On the residential side, “If you walk in and you’re going to spec a filter, size is the determining factor,” said Cox. “Most of the installed based out there is the 1-inch filter.”
This limits the full spectrum of what a contractor might be able to do, he said. “A trend in recent years has been to install a larger filter housing. It’s always, always, always nice to have a deeper filter housing, and it doesn’t cost much to put it in. You have a lot more choices on what type of filter to put in there.”
Contractors also need information on whether any occupants have chronic asthmas, allergies, or are elderly. “The choice might be a very high-efficiency filter. In a healthier household, we’re going to go toward the energy efficiency side. If you’re speccing a new system, go with a deeper-pleat filter.” But what’s most important is that contractors gather that information on the occupants.
Regarding efficiency, “You should never go below a MERV 8 for a home,” Cox said. “That’s the minimum level needed to keep the coils clean. Using pleated panels, he said, “the boost in efficiency you get is huge.”
And don’t discount the idea of the filter as something that helps protect the coils. “Most people don’t ever clean the coils on their residential system,” Cox said. “Dirty coils are almost an unrecoverable cost.
“In a residence, the control system in the home drives the system to the set point. If you’ve got a bad filter for whatever reason, that system will run and run and run, trying to get the home to set point. That’s an expensive way to live.”
On the commercial side, he said when people need a special kind of filter, most of the time they know it. “Most buildings are designed for a specific housing. The system says whether you’ve got to put in a rigid bank or a V-cell. It’s not much of a decision to make.” The vast majority use pleated filters.
Key decisions involve efficiencies. MERV 8 is still the minimum to keep the systems clean. However, “They’ve got to be changed fairly regularly or you start getting comfort complaints,” he said.
Still, filter awareness seems to favor the commercial customer, at least in Cox’s experience. “I’ve seen more cases where the residential customer just forgets they have a filter. I think there’s more awareness in larger building’s because it’s somebody’s job.”
BEYOND MERVCox pointed out that “not all MERV-8 filters are the same. We’ve moved away from talking about MERV, to selecting the best filter. It’s a step deeper than MERV.”

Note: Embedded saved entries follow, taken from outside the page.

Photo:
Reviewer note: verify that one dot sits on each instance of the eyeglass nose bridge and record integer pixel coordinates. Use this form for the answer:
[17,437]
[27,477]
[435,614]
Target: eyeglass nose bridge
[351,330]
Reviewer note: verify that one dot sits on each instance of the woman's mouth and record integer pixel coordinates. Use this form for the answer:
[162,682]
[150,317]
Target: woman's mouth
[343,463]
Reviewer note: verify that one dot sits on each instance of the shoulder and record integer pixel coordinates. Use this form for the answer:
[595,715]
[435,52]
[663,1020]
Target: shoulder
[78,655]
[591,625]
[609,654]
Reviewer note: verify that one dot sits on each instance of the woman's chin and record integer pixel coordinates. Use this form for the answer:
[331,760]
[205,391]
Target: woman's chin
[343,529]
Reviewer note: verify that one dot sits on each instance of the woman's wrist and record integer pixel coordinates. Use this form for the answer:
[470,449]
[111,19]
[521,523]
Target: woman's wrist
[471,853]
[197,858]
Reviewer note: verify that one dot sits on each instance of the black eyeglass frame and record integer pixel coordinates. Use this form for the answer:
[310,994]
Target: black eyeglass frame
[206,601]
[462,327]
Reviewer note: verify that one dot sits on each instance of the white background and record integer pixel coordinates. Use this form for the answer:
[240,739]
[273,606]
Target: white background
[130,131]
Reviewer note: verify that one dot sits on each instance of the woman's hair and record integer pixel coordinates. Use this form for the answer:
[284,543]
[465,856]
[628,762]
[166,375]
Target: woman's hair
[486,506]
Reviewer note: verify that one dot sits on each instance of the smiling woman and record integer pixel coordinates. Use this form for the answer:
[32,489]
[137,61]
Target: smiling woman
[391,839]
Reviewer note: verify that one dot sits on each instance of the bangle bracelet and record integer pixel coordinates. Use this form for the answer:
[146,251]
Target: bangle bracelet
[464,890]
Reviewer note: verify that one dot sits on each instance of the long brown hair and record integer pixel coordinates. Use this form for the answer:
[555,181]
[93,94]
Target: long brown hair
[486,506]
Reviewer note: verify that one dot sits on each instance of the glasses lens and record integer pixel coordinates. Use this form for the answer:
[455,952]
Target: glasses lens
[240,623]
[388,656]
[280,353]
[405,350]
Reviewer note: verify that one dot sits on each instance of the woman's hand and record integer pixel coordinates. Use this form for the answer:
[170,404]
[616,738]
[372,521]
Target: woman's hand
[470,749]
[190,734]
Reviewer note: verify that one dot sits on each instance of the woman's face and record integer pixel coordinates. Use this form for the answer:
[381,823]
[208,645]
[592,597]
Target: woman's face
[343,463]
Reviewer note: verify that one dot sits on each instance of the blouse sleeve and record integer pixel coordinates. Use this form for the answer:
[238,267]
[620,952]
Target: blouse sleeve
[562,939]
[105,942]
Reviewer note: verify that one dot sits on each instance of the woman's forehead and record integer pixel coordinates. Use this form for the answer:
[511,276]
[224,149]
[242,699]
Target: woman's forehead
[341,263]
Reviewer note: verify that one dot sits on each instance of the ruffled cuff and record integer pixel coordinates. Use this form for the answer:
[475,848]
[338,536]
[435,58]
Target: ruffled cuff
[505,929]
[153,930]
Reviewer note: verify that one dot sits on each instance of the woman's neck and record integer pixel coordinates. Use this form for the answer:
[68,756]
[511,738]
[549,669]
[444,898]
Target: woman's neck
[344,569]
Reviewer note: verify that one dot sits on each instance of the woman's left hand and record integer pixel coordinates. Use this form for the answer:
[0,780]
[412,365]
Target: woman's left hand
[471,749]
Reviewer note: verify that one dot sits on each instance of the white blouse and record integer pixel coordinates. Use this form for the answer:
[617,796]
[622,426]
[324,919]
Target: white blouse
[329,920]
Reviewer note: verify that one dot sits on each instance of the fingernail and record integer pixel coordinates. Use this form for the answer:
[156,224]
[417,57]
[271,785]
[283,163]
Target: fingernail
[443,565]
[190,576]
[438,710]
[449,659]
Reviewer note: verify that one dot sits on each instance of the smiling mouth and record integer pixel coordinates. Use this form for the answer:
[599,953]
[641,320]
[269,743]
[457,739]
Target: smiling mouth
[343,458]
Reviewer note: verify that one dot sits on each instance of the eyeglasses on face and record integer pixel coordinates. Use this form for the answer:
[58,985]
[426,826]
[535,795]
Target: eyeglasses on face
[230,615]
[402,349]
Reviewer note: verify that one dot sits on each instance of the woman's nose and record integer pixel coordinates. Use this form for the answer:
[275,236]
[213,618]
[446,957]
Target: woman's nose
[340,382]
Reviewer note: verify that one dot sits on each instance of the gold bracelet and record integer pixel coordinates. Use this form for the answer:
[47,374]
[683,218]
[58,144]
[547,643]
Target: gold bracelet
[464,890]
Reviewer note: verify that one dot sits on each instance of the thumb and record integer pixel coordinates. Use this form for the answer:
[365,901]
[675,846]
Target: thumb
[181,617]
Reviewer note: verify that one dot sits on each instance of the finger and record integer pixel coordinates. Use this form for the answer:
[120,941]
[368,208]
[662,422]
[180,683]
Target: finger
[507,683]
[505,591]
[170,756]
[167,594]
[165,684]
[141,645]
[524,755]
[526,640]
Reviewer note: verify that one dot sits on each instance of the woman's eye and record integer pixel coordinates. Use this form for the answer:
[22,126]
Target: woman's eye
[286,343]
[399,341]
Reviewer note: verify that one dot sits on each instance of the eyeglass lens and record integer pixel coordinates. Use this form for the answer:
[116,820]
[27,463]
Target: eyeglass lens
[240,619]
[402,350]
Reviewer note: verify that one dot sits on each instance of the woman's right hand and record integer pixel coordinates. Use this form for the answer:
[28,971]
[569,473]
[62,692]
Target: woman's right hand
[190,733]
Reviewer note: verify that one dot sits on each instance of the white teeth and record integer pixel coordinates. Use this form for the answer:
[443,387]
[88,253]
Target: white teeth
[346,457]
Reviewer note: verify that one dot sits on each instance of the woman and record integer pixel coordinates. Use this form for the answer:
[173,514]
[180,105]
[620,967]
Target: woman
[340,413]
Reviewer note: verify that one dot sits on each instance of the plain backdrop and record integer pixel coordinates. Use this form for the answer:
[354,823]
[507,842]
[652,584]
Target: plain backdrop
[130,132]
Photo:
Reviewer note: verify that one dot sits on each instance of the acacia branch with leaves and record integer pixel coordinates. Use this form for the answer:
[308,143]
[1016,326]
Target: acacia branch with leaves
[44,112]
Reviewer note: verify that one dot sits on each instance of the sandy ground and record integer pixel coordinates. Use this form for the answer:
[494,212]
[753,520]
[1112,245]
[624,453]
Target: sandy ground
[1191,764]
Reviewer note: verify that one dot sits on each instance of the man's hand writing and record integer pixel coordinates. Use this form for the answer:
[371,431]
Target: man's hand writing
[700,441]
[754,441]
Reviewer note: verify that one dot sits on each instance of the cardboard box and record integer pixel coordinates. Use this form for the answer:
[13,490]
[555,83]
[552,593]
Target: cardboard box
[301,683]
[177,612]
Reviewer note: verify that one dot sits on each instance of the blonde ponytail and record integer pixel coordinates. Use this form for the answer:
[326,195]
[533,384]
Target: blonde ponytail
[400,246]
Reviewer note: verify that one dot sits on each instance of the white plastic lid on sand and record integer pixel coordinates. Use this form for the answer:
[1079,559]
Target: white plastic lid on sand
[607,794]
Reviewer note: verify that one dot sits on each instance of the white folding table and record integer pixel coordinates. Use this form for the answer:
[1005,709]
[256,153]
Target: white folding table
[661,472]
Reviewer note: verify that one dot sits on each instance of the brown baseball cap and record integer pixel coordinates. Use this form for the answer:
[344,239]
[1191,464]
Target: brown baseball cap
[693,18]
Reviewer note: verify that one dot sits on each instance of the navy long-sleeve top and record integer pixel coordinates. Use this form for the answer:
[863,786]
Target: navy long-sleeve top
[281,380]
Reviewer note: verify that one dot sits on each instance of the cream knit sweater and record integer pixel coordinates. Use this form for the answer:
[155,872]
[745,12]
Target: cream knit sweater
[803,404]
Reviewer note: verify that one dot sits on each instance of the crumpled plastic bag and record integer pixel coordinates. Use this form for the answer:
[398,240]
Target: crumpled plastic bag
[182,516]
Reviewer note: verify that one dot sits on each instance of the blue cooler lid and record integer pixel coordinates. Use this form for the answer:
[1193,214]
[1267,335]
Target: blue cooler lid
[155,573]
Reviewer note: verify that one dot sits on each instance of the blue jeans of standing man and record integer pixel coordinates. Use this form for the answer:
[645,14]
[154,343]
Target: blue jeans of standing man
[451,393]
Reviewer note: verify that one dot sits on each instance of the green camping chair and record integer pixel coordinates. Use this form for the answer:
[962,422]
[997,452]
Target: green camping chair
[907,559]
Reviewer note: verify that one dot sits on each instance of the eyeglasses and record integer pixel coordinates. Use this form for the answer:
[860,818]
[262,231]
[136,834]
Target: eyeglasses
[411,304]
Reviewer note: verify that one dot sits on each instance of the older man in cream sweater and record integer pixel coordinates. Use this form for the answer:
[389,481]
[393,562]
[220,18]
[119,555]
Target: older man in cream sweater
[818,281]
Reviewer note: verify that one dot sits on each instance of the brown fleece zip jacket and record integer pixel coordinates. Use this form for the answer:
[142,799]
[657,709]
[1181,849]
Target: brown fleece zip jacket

When a filter manufacturer decides it’s going to send a filter to the marketplace, a report from the American Society of Heating, Refrigerating, and Air-Conditioning Engineers (ASHRAE) determines the efficiency of filters in the E1, E2, and E3 rating (for small to large particle capture; see Table 1). “They will tell you the resistance of the filter to airflow,” Cox explained. “A little matrix shows how components relate to MERV.
“Think about figure skating,” he continued; it judges both technical difficulty and artistic merit. “If you look at E1-E3, you can quickly tell the difference between two filters. Commercial filter distributors absolutely have those test results available.
“If you only go on price, you can make an expensive mistake,” Cox said. “A MERV 8 can still double your energy costs due to resistance. If two filters have the same resistance, test reports will show results for different particles.” You can look for the most efficient MERV for fine particles and the most efficient airflow. “That’s a good choice.”
Residentially, “You just can’t do much in 1 inch. But if you have customers with allergies and asthma, the electrical bill will pale in comparisons to those problems.”
LEED CREDITSLEED accreditation is increasingly popular among commercial customers, and they are gaining awareness among residential customers. “Whenever the housing market comes back, you’ll see LEED housing,” Cox said. “Energy is a big piece of that, so selecting filters with low airflow is part of that.”
Again he points out that MERV 8 is the minimum, but putting in a MERV 13 can get two extra LEED points in commercial applications.